Worster Drought syndrome
WDS is named after Dr. Worster-Drought who first described it in 1956.It is a form of cerebral palsy in which the main effect on movement, is on the control of muscles which normally move the lips, jaw, tongue, palate, back of the throat (pharynx) and upper gullet (oesophagus or food pipe). Any number of these areas can be affected to variable degrees, and the children may have problems with eating, drinking, swallowing, dribbling and/or speech. Like many forms of cerebral palsy, the condition is complex and can be associated with difficulties in many areas (e.g. learning, behaviour, epilepsy). This means that the children can appear very different from each other, and often their main difficulties can be in the associated areas, rather than predominantly focused on the oral problems. Thus children with WDS can come to the attention of a variety of different specialists, (speech therapist, teacher, educational psychologist, G.P., paediatrician… ). As the condition is not well known, it can take some time before the whole picture is recognised and WDS diagnosed, enabling the child to receive the multifaceted support they need.
WDS is thought to be due to an abnormality in the area of brain that is responsible for the sophisticated control of movement of the muscles around the mouth and throat. In some cases an abnormality can be seen in this area on a brain scan. This abnormality is thought to occur very early in the development of brain of the baby during the first third of pregnancy. There is usually no obvious cause in the pregnancy or birth. In a minority of children, there is a family history of WDS, although which gene is involved, or how it has an effect, is not understood. From the range of difficulties encountered in children with WDS, it seems likely that there may be subtle changes in other areas of the brain would explain why these children are vulnerable to epilepsy, learning difficulties, slow motor development… etc. Given that the abnormality appears to occur very early in the formation of the brain, and that this process is very complex and vulnerable, this is not too surprising.
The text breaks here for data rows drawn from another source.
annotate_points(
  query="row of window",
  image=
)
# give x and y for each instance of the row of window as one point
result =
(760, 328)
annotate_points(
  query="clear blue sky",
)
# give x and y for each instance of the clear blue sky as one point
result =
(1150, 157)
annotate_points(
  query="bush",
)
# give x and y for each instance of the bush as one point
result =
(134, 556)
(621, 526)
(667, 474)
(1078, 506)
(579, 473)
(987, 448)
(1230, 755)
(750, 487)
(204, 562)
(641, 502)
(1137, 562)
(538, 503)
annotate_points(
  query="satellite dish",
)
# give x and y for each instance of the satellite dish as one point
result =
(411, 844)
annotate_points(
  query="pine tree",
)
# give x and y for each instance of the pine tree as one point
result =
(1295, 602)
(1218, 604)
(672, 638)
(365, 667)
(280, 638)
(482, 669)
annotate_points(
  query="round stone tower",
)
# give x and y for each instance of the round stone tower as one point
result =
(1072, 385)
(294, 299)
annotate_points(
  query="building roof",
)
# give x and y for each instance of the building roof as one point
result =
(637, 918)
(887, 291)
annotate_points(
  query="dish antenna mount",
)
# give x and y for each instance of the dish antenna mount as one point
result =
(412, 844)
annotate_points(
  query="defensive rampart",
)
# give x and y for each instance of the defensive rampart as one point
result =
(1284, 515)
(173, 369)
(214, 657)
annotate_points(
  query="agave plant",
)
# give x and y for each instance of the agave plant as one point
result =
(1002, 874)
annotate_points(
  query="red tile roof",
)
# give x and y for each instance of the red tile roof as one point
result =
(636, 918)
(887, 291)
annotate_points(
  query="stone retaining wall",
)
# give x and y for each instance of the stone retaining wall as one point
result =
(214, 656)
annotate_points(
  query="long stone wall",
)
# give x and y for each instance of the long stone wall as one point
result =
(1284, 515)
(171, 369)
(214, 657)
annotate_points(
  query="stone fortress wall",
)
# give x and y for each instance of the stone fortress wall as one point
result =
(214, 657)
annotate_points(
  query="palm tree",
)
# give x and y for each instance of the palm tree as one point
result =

WDS is a clinical diagnosis, which means that it is made on the basis of the history and examination. The core features are the difficulty with movements around the mouth and throat from an early age (usually below 2 years) and a brisk jaw jerk. For example, many children have difficulty in waggling the tongue from side to side, or even in and out. Most children have difficulty in additional areas, as previously mentioned. There is no specific test, although there are a number of investigations that can be helpful, and may be arranged by the child’ doctor.